Repave is Volcano Choir's follow-up to the 2009 debut LP Unmap and everything just sounds more put together, in a good way. This is what Vernon told New York magazine about Volcano Choir's crystallization after the first record: “So we were just sitting around like, ‘You guys, we could really write, like, catchy music, and it wouldn't be shitty, because we're us and we're coming from where we're coming from.'” If they really did set out to do this on Repave, they succeeded. Unmap was pretty loose and atmospheric, and while Repave holds onto the experimental free spirit, the songs are more structured. They're giving us things to hook onto something this time.
The opener, “Tiderays,” is especially catchy for it's soaring chorus. And though it's maybe more optimistic, the record is actually quite similar to Bon Iver, sonically -- no doubt because of Vernon's distinctive falsetto, but also a similar melancholy mixed with warmth. Those locked-in-a-cabin feelings are set to soft indie rock rally cries. These aren't Springsteen-level anthems, but even quiet songs can have that spirit-lifting propulsion.

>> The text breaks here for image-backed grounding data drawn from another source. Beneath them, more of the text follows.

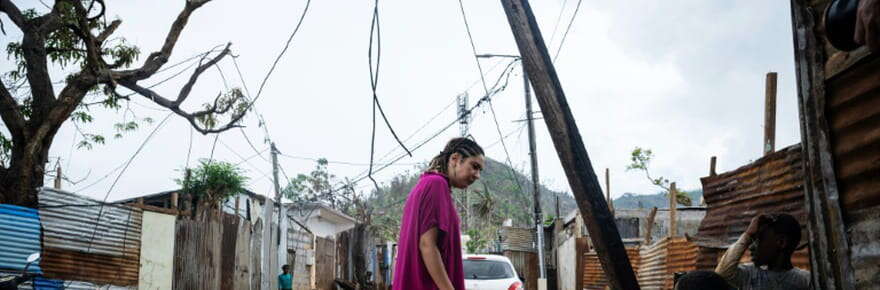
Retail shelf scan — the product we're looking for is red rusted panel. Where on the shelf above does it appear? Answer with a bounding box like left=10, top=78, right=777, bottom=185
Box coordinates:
left=583, top=246, right=641, bottom=289
left=39, top=188, right=143, bottom=286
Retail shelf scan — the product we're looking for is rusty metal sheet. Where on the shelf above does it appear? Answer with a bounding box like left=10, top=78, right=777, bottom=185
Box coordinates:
left=39, top=188, right=143, bottom=286
left=639, top=238, right=670, bottom=289
left=582, top=246, right=642, bottom=289
left=695, top=144, right=810, bottom=270
left=825, top=53, right=880, bottom=289
left=665, top=238, right=698, bottom=289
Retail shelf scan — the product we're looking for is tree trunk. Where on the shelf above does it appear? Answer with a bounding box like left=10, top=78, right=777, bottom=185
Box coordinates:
left=0, top=131, right=56, bottom=208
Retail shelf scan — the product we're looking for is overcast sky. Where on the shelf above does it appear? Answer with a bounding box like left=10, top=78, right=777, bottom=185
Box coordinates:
left=0, top=0, right=800, bottom=200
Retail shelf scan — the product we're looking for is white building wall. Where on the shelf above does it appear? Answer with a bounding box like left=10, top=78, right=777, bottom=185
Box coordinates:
left=138, top=211, right=176, bottom=290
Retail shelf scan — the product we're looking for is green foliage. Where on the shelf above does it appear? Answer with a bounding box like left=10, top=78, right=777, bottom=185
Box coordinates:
left=0, top=0, right=141, bottom=156
left=281, top=158, right=336, bottom=202
left=465, top=229, right=492, bottom=254
left=175, top=159, right=248, bottom=203
left=626, top=147, right=691, bottom=206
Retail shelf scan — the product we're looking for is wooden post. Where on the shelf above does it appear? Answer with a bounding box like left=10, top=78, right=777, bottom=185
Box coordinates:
left=605, top=168, right=614, bottom=216
left=709, top=156, right=717, bottom=176
left=55, top=164, right=62, bottom=189
left=645, top=206, right=657, bottom=245
left=235, top=196, right=241, bottom=216
left=171, top=192, right=180, bottom=210
left=764, top=72, right=776, bottom=155
left=501, top=0, right=639, bottom=289
left=669, top=182, right=678, bottom=238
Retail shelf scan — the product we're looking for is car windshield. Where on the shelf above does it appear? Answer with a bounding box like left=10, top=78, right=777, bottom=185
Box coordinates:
left=464, top=260, right=514, bottom=280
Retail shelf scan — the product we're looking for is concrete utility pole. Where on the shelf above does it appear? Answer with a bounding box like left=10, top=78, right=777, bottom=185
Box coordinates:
left=272, top=142, right=287, bottom=288
left=260, top=142, right=286, bottom=290
left=501, top=0, right=639, bottom=290
left=458, top=92, right=471, bottom=233
left=523, top=66, right=547, bottom=289
left=669, top=182, right=678, bottom=238
left=764, top=72, right=776, bottom=155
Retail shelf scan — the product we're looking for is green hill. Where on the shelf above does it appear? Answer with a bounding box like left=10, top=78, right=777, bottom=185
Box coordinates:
left=614, top=189, right=703, bottom=208
left=368, top=159, right=577, bottom=248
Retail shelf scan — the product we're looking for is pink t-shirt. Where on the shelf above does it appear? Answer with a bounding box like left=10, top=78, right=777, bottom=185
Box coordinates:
left=391, top=172, right=464, bottom=290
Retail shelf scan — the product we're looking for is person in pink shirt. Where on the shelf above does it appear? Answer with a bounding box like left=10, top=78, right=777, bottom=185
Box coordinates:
left=391, top=138, right=485, bottom=290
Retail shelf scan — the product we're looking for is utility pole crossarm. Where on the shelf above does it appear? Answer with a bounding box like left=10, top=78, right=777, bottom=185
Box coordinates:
left=501, top=0, right=639, bottom=290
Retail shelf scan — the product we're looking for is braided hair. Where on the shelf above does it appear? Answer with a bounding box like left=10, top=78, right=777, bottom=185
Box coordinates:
left=428, top=137, right=483, bottom=176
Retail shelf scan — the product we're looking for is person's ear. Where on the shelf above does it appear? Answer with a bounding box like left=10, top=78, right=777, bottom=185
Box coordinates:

“Byegone,” for example, employs that tension-building trick of a low-key, steady plucking on one note as the vocals and other instrumentals slowly build over it. The cathartic chorus is the kind of stuff that makes you want to wave a lighter in the air.
Of course, underlying all the visceral attractiveness is a whole lot of detail and playful songwriting. Between grand choruses are guitar lines that wander off to nowhere and piano lines that seem blurted-out, but at just the right moment.
As is always the case with this kind of music, it can be easy to drift off or get a little sleepy. That's what you sign up for, though, plus it's so pretty that it's hard to hold it against them. Maybe Repave is a record for a specific mood or place, but it suits whatever and wherever that is beautifully.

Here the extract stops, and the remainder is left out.